World Creating Seduction: Characters, Cartoon and Digital Dystopia
Lydia Chan, Andy Holden and Rachel Maclean in conversation with NOW Gallery curator Jemima Burrill
6.30pm
With Lydia Chan’s alien universe ‘Your Ship Has Landed’, NOW Gallery presents a talk with three artists who think beyond the normal. To look at how they create worlds and understand their practice in relation to digital creation and imagination. How the world they create in their heads becomes actualised and how they, in different ways, always explore divergent and often extreme themes to explain their outlook.

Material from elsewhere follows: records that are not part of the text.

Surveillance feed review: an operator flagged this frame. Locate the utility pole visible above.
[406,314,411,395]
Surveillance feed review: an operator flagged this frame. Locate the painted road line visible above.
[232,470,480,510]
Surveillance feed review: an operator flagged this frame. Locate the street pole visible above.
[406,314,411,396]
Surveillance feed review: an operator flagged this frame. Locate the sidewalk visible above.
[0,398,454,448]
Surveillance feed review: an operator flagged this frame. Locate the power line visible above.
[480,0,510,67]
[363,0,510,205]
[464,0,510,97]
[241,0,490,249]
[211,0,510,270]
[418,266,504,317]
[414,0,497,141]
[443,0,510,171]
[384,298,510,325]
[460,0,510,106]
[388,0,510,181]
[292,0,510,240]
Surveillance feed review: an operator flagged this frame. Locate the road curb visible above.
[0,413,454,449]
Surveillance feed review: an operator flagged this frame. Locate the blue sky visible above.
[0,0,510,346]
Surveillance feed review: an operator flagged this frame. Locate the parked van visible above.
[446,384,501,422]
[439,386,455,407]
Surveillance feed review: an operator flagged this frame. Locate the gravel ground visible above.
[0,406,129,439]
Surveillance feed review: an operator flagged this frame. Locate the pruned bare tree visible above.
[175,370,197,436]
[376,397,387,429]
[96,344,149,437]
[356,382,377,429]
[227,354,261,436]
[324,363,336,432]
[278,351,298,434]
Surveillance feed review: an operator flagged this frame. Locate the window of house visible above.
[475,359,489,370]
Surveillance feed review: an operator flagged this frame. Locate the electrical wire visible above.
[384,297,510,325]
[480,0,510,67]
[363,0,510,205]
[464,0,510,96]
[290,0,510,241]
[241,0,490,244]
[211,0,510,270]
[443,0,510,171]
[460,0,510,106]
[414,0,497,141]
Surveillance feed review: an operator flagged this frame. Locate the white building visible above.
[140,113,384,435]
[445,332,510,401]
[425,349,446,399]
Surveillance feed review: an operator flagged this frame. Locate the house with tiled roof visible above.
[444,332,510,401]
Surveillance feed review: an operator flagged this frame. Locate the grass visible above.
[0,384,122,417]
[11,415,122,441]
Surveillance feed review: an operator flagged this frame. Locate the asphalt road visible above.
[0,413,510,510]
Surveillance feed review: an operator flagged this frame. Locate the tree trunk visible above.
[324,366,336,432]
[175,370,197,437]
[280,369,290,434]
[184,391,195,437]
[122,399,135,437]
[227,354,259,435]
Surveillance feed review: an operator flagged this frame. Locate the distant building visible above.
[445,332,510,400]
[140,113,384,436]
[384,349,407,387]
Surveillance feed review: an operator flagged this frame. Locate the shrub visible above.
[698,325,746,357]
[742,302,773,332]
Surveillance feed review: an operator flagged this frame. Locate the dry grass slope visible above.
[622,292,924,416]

The talk will include free refreshments and an opportunity to enjoy an evening visit of Lydia Chan’s exhibition. We welcome questions and thoughts about any of the subjects explored.
Rachel Maclean
Born in Edinburgh, Scotland in 1987, artist Rachel Maclean has spent the last decade showcasing her ground-breaking work in galleries, museums, film festivals and on television. Working across a variety of media, including video, digital print and VR, she makes complex and layered works that reference politics, fairy tales, celebrity culture and more.
She has shown her work widely, both in the UK and internationally, receiving critical acclaim in the spheres of film and visual art. Her major exhibitions include solo shows at Tate Britain and National Gallery, London; Arsenal Contemporary, New York; National Gallery of Australia, Canberra; Kunsthalle zu Kiel, Germany; KWM Artcentre, Beijing; and Tel Aviv Museum of Art. Maclean represented Scotland at the Venice Biennale in 2017 with her film commission Spite Your Face.
Rachel’s latest solo exhibition ‘That’s not Mi!’ is currently on show at Josh Lilley Gallery in London.
Andy Holden
Andy Holden is an artist and musician whose approach is characterised by a desire to connect to audiences while retaining his own idiosyncratic internal references and motivations. Often concerned with our relationship to the past and how we make sense of ourselves, his work tackles history, nostalgia, and philosophical enquiry. Although the themes of his work are profound, Holden uses familiar lo-fi forms to express them. Cartoon characters, beer bottles covered in plaster, charity shop finds, and knitted sculptures all feature in his work. The ability to evoke both the burdens of existence and a childlike appreciation of the world around defines Holden’s unique approach to how an artist should go about their practice.
Lydia Chan
A self-defined maximalist, Lydia is a set designer and multidisciplinary artist who loves monsters, designer toys and cartoons. The artist’s bold and narrative building aesthetic has established her as one of the most exciting young set designers working in the industry today, with clients including Vivienne Westwood, Stella McCartney, Vogue China, Gucci and Converse.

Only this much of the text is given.